Diffusion-weighted imaging can help radiologists significantly improve the accuracy of conventional MR imaging of peritoneal metastases.

Diffusion-weighted imaging can help radiologists significantly improve the accuracy of conventional MR imaging of peritoneal metastases.

Dr. Russell N. Low, medical director of Sharp and Children's MRI Center in San Diego, conducted a study of 24 oncology patients who underwent preoperative abdominal MRI to affirm his suspicions about the diagnostic benefit of adding DWI to the protocol. His results were presented at the joint meeting of the International Society for Magnetic Resonance in Medicine and the European Society for Magnetic Resonance in Medicine and Biology in May.

Seventeen women and seven men were recruited. Their average age was 58.5 years. Primary tumors in the patients included seven cases of ovarian cancer, eight pseudomyxoma peritonei, four colon cancers, and one case each of pancreatic, breast, urachal, and gastrointestinal stromal cancers.

The abdominal and pelvic MRI performed on a 1.5T scanner involved breath-hold single-shot spin-echo echo planar imaging with b-values of 300 to 500 sec/mm and slice thicknesses of 7 to 8 mm. Single-shot RARE coronal images and axial T1 gradient-echo and fat-suppressed T2-weighted images covered the abdomen and pelvis as well. Following an injection of gadolinium contrast, dynamic fat-suppressed enhanced 3D gradient-echo and delayed fat-suppressed 2D GE MRI were performed, along with delayed coronal and sagittal 3D gradient-echo imaging.

A site-by-site comparison of DWI, MRI, and combined DWI/MRI results with the surgical and histopathologic evaluations underscored the advantage of using DWI and MRI together. Based on 153 sites of confirmed peritoneal tumor, DWI/MRI identified 141 sites with 14 false positives. Its sensitivity, specificity, and accuracy were 92%, 92%, and 93%, respectively. MRI alone was 78% sensitive, 86% specific, and 82% accurate. The performance of DWI alone for the three parameters was 75%, 87%, and 81%.

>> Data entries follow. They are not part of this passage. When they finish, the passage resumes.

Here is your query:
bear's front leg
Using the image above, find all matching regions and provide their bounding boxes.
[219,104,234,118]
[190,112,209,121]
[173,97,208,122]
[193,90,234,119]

Working with Dr. Robert Barone, director of surgical oncology at Sharp Healthcare, Low found the addition of DWI increased confidence for image interpretation in 75% of the cases. It uncovered relevant additional diagnostic information in 63%.

Peritoneal tumor demonstrated restricted diffusion with high signal intensity on DWI, Low said. Ascitic fluid was low signal intensity on DWI, which helped increase the conspicuity of peritoneal tumors.

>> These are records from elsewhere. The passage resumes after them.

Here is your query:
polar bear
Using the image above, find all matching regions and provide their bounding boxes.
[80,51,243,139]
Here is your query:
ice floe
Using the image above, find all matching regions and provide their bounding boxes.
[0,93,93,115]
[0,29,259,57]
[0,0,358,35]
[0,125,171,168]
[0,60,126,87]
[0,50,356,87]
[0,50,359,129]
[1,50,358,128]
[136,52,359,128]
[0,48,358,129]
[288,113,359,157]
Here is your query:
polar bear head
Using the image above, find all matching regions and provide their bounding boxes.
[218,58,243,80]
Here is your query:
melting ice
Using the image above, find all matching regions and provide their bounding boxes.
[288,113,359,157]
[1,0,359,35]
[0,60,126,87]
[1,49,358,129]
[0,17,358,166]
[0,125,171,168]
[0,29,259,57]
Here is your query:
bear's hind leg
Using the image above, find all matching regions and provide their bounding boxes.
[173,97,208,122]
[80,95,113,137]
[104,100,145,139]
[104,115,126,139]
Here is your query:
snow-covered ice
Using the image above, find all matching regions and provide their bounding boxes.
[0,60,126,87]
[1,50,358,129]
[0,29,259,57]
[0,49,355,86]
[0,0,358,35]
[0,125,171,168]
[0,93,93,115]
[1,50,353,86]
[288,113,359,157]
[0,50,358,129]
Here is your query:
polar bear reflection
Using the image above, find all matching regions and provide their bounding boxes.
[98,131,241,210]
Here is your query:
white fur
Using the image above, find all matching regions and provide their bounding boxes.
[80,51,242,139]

The addition of DWI to conventional MRI was particularly effective for depicting additional mesenteric and bowel serosal tumor. It revealed additional mesenteric tumor in three patients, small-bowel serosal tumor in four patients, and serosal colonic tumor in four patients. DWI also showed uterine serosal implants in four patients that were not depicted on conventional MRI.